Programming for Data Science¶

Time Series¶

Dr. Bhargavi R

SCOPE, VIT Chennai

  • Pandas provides rich set of tools to work with date and time.
  • Time stamp - References a particular instant/moment in time (e.g., September 2nd, 2020, 8:00am).
  • Time interval - reference a length of time between a particular beginning and end point.
  • Period - Reference a special case of time intervals in which each interval is of uniform length and does not overlap.
  • Time deltas - reference an exact length of time

Periods can be use to check if a specific event occurs within a certain period.

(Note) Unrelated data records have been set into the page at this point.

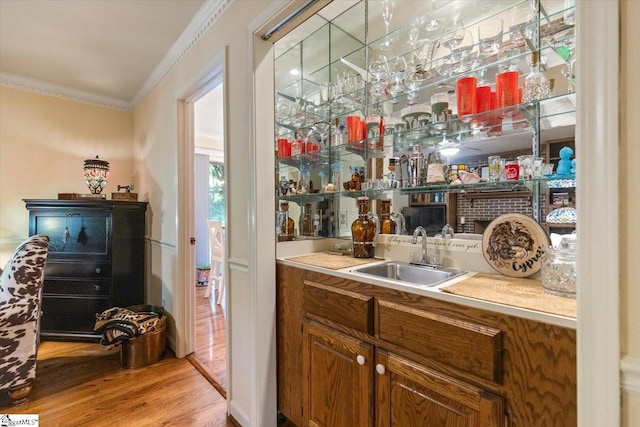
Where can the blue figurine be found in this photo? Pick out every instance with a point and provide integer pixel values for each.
(564, 165)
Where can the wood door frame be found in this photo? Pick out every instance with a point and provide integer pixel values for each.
(212, 75)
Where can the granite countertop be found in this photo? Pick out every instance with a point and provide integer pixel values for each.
(519, 297)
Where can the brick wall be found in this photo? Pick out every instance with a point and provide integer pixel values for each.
(487, 209)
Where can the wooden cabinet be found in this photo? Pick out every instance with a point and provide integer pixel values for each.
(96, 261)
(409, 394)
(354, 354)
(338, 379)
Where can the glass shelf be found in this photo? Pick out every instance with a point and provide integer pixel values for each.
(332, 54)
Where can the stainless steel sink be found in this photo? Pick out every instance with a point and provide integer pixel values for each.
(410, 273)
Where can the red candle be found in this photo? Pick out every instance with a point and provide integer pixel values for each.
(466, 96)
(483, 98)
(507, 90)
(512, 171)
(495, 121)
(354, 128)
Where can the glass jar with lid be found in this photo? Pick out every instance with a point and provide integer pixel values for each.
(387, 225)
(559, 269)
(286, 225)
(364, 230)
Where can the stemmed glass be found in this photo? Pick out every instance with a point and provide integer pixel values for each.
(322, 128)
(397, 69)
(433, 24)
(564, 45)
(454, 37)
(414, 81)
(387, 13)
(379, 70)
(490, 37)
(414, 36)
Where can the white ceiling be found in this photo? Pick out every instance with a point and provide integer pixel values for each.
(107, 50)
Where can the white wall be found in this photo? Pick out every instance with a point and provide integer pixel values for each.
(251, 286)
(44, 141)
(202, 209)
(629, 232)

Basically a Period represents an interval while a Timestamp represents a point in time

In [1]:
import numpy as np
import pandas as pd
from datetime import datetime
from dateutil import parser
In [2]:
# get today's date and time
print(datetime.today())
2023-06-20 21:23:15.735922
In [3]:
# Create a datetime object
print(datetime(day=21, month = 9, year= 2020))
2020-09-21 00:00:00
In [4]:
# Set day, month, day and time 
datetime(year = 2020, month = 8, day = 4, hour = 14, minute = 35)
Out[4]:
datetime.datetime(2020, 8, 4, 14, 35)
In [5]:
date = parser.parse(" 2020, Sept 2nd 8:30:45")
date
Out[5]:
datetime.datetime(2020, 9, 2, 8, 30, 45)
In [6]:
print(date.strftime('%A'))
print(date.strftime('%a'))
print(date.strftime('%m'))
print(date.strftime('%B'))
print(date.strftime("%H:%M:%S"))
Wednesday
Wed
09
September
08:30:45
In [7]:
# Numpy - Timeseries - datetime64
start_date = np.array('2020-07-04', dtype=np.datetime64)
print(start_date)
2020-07-04
In [8]:
dateseries = start_date + np.arange(10)
dateseries
Out[8]:
array(['2020-07-04', '2020-07-05', '2020-07-06', '2020-07-07',
       '2020-07-08', '2020-07-09', '2020-07-10', '2020-07-11',
       '2020-07-12', '2020-07-13'], dtype='datetime64[D]')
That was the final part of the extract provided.